In the last 25 years, there has been a tremendous increase in procedures for the treatment of pain. The ideal time to perform a pain procedure is generally following a good faith trial of conservative management. One of the advantages of interventional procedures is that they may prevent some of the risks and side effects associated with pharmacotherapy options, particularly opioids. Unfortunately, following the initiation of opioids, procedural interventions can be less effective.

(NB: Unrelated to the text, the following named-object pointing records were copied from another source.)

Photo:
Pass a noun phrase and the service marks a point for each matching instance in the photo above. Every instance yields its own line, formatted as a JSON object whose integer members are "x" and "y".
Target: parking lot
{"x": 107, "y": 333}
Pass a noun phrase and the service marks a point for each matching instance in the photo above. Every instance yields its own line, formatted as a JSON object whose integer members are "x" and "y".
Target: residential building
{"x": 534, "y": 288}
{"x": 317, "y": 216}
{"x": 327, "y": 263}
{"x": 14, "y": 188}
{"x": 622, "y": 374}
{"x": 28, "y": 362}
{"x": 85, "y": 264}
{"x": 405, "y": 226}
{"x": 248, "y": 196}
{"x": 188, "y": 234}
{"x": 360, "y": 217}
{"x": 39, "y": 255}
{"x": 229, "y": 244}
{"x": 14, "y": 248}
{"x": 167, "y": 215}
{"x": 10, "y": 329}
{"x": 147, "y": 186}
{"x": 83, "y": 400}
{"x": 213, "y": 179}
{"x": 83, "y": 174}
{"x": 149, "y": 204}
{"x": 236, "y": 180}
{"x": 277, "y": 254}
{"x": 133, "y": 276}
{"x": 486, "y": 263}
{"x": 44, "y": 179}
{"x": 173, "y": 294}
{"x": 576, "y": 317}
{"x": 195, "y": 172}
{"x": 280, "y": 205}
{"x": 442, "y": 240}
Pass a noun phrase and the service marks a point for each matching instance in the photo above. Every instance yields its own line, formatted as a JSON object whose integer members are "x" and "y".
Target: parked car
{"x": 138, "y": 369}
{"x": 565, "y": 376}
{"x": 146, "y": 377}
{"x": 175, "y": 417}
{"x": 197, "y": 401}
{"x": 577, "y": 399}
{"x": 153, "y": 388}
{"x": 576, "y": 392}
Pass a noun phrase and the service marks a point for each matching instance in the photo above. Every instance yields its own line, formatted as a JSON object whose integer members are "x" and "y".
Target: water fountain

Due to a surge in clinical research, numerous randomized controlled trials have demonstrated the efficacy of many pain procedures. There is good to excellent evidence to support the following procedures: medial branch denervation for the treatment of zygapophyseal (facet) pain,95 genicular nerve denervation for the treatment of knee pain,96 epidural steroid injections for the treatment of acute radicular pain,97 chemodenervation with botulinum toxin for the treatment of headaches,98 vertebral augmentation for the treatment of painful acute vertebral compression fractures,99 and spinal cord stimulation or intrathecal drug delivery devices for the treatment of persistent back and leg pain.100,101

CONCLUSION

In conclusion, the treatment of chronic pain is important, but it is also extremely important to deliver safe and effective treatments using evidence-based treatments as first-line strategies. Fortunately, there are evidence-based treatments for chronic pain that are conservative therapies: exercise and cognitive-behavioral therapy. Unrecognized and unstable biopsychosocial comorbidities are common in the population with chronic pain, particularly in the poorly functioning population with chronic pain. Unstable biopsychosocial comorbidities are barriers to recovery and risk factors for aberrant drug-taking behaviors. The best treatment strategies for chronic pain involve an interdisciplinary/multidisciplinary approach.